To remove the label 10 depicted in FIG. 1, the consumer would pull on the left top point 17 or right top point 19, causing the label to tear along the lines of weakness 16 or 18.

In another embodiment of the invention, as shown in FIG. 2, the apex of the “V” can be rotated 90 degrees from the top of the label. In this alternative embodiment, the label 20 has a center line 22 and a seal area 24. Lines of weakness 26 and 28 are situated in a sideways “V” shape, so that the apex of the “V” 27 is substantially near the centerline of the label.

Depending upon the circumference of said label the lines of weakness might be configured so that they form an open ended diamond rather than a “V,” as shown in FIG. 3. In FIG. 3, the label 30 has a center line 32 and a seal area 34. Lines of weakness 36 and 38 are situated in an open ended diamond shape, having a left top point 37 and a right top point 39. To remove the label 30 depicted in FIG. 3, the consumer would pull on the left top point 37 or right top point 39, causing the label to tear along the lines of weakness 36 or 38.

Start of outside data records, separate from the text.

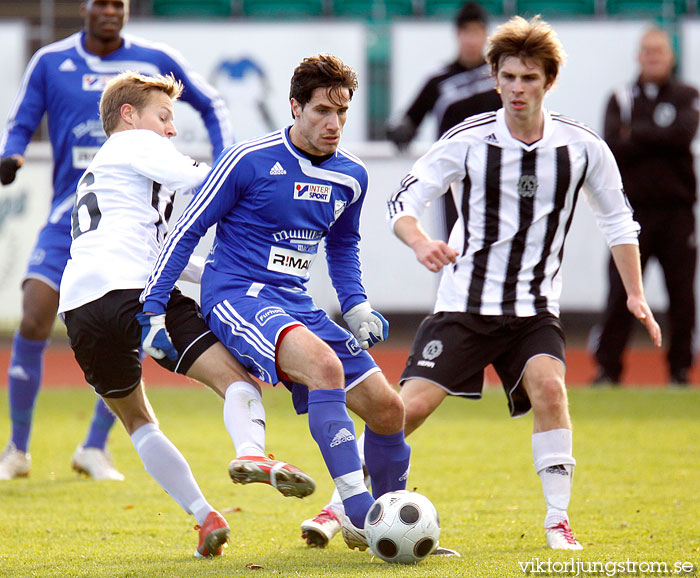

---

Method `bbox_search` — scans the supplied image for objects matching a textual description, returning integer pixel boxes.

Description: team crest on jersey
[333,201,348,219]
[423,339,443,361]
[294,183,333,203]
[518,175,539,198]
[83,74,116,92]
[345,335,362,355]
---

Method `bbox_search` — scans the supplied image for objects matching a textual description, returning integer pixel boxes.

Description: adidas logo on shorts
[330,428,355,448]
[270,162,287,175]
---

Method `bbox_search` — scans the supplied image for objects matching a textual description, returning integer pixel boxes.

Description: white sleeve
[387,138,469,230]
[584,140,640,247]
[131,130,210,191]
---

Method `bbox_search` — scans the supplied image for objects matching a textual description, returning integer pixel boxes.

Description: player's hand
[343,301,389,349]
[0,155,24,185]
[627,297,661,347]
[136,313,177,361]
[413,239,458,273]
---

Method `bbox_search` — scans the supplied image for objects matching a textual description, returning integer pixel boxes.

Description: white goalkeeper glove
[343,301,389,349]
[136,313,177,361]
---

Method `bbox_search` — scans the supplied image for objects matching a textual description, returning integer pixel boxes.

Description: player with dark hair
[0,0,233,480]
[142,54,410,550]
[58,72,314,557]
[386,2,501,239]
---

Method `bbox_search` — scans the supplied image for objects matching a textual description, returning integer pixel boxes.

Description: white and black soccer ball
[365,490,440,564]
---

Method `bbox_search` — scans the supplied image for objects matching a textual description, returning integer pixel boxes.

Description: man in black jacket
[592,28,699,385]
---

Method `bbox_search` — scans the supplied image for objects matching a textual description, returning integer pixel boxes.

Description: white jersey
[388,109,639,317]
[58,130,209,313]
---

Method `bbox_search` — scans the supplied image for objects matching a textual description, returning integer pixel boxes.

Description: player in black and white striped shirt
[389,17,661,550]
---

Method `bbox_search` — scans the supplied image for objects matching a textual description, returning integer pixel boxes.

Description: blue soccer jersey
[0,32,232,226]
[142,129,367,314]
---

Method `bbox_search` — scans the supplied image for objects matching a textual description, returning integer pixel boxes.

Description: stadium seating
[153,0,231,18]
[605,0,687,18]
[425,0,504,19]
[243,0,323,19]
[331,0,413,21]
[516,0,595,18]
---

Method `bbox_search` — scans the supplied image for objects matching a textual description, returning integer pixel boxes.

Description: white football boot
[301,508,340,548]
[71,446,124,482]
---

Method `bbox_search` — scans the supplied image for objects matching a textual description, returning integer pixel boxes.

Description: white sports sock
[224,381,265,457]
[324,432,369,516]
[131,423,214,524]
[532,428,576,528]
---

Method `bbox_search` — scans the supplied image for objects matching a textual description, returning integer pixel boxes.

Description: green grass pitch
[0,386,700,578]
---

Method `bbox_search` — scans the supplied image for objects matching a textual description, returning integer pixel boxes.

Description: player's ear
[119,103,136,125]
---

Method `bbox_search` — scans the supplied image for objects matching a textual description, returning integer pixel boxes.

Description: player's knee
[312,348,345,389]
[530,376,568,413]
[19,307,54,341]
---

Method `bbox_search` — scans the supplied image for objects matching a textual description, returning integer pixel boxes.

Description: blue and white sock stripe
[212,301,275,362]
[143,132,282,296]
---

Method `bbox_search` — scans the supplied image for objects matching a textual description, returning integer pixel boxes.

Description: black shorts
[64,289,218,397]
[399,312,566,417]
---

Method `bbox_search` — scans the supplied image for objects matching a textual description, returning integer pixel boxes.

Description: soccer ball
[365,490,440,564]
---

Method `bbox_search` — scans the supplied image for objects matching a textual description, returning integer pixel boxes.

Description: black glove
[0,157,20,185]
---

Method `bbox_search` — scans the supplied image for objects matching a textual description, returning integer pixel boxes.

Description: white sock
[224,381,265,457]
[324,432,369,516]
[131,423,214,524]
[532,428,576,528]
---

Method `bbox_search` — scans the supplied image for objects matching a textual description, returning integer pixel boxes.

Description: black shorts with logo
[64,289,218,397]
[399,311,566,417]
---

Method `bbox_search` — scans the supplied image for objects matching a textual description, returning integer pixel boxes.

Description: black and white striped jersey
[388,109,639,317]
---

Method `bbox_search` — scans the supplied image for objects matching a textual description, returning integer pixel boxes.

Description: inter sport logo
[294,183,333,203]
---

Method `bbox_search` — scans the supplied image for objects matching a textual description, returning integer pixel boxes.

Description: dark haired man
[386,2,501,239]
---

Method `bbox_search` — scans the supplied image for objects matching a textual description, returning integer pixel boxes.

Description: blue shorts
[206,295,380,413]
[23,213,71,293]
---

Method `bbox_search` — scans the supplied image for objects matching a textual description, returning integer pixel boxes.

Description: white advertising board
[391,21,646,142]
[125,21,368,143]
[0,21,28,130]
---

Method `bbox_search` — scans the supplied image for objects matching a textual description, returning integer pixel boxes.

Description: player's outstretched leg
[532,428,583,550]
[194,510,231,558]
[71,398,124,481]
[0,331,48,480]
[309,389,374,550]
[228,454,316,498]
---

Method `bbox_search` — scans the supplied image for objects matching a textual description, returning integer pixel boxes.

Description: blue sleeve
[141,147,246,313]
[0,54,46,157]
[162,51,233,158]
[326,186,367,313]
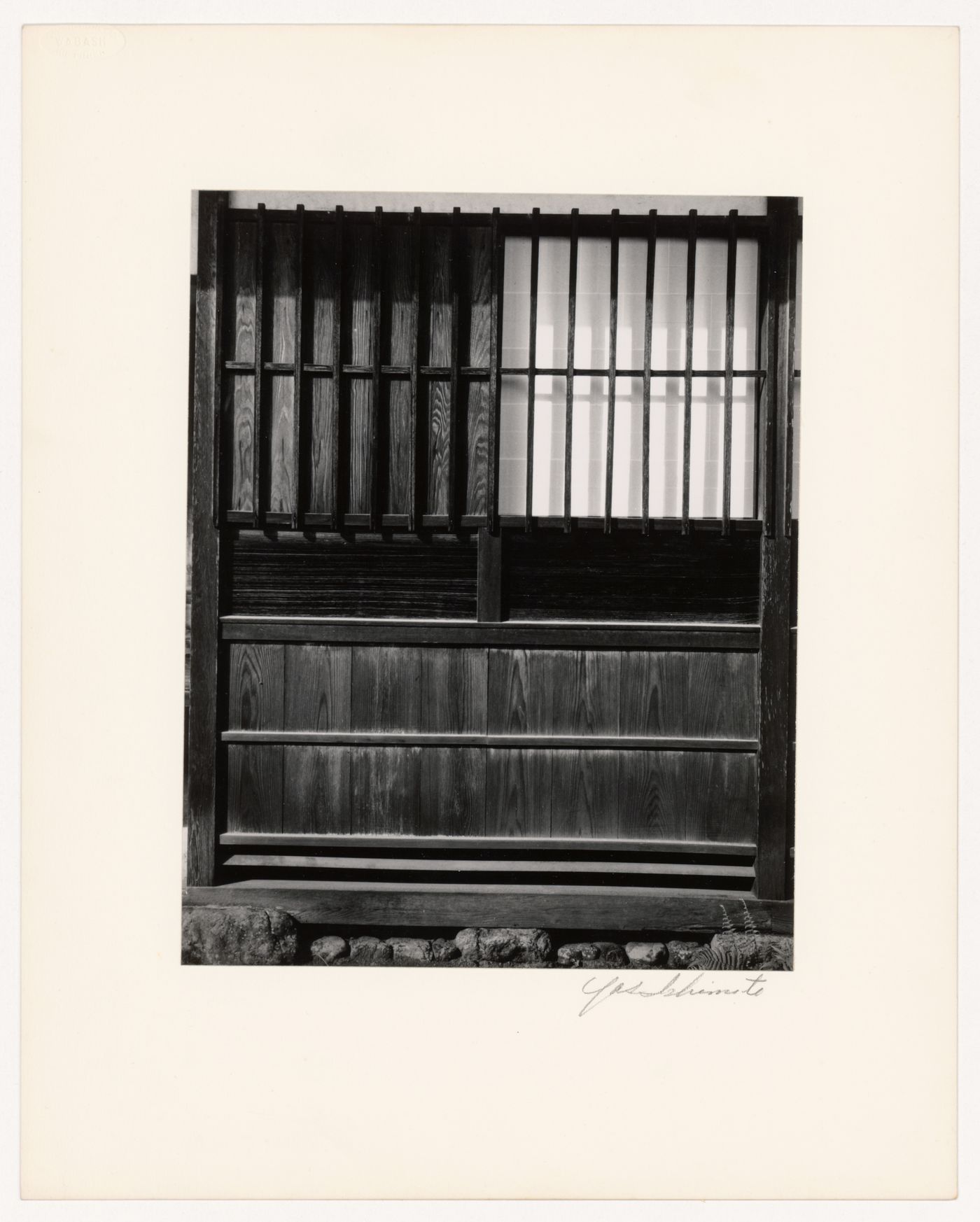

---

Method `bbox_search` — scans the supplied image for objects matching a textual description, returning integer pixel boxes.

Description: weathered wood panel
[503,531,759,623]
[618,752,757,843]
[225,531,477,619]
[620,652,759,738]
[227,642,285,729]
[551,750,623,837]
[419,649,486,734]
[351,747,421,835]
[282,747,351,835]
[284,645,351,729]
[223,374,255,513]
[418,747,486,836]
[486,743,552,836]
[351,645,421,731]
[227,744,286,832]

In yet another embodiment of the present invention, the inverted “V” shape of FIG. 1 may be inverted, forming a standard “V”, with the apex of the “V” located at the bottom of the label, as shown in FIG. 4. Label 40 in FIG. 4 has a center line 42 and a seal area 44. Lines of weakness 46 and 48 are situated in a “V” shape, with left bottom point 37 and right bottom point 49. To remove a label with a “V”, the consumer would pull on the apex of the “V” causing the label to simultaneously tear along the lines of weakness.

Labels according to the invention may be comprised of any one or a combination of the following types of plastic resins Low Density Polyethylene (LDPE), Linear LDPE (LLDPE), Hexane LLDPE, Butene LLDPE, Metalacene+LDPE & LLDPE, LDPE highly extensible film, or any other material known in the art for labels that are used on containers. Preferably, labels according to the invention comprise materials having high slip additives and antiblock agents. Use of such materials permits attachment to containers without the use of adhesive.

Although the invention has been described in detail for the purpose of illustration, it is to be understood that such detail is solely for that purpose and that variations can be made therein by those skilled in the art without departing from the spirit and scope of the invention as claimed herein. For example, points of weakness in formations other than those described in detail herein are considered.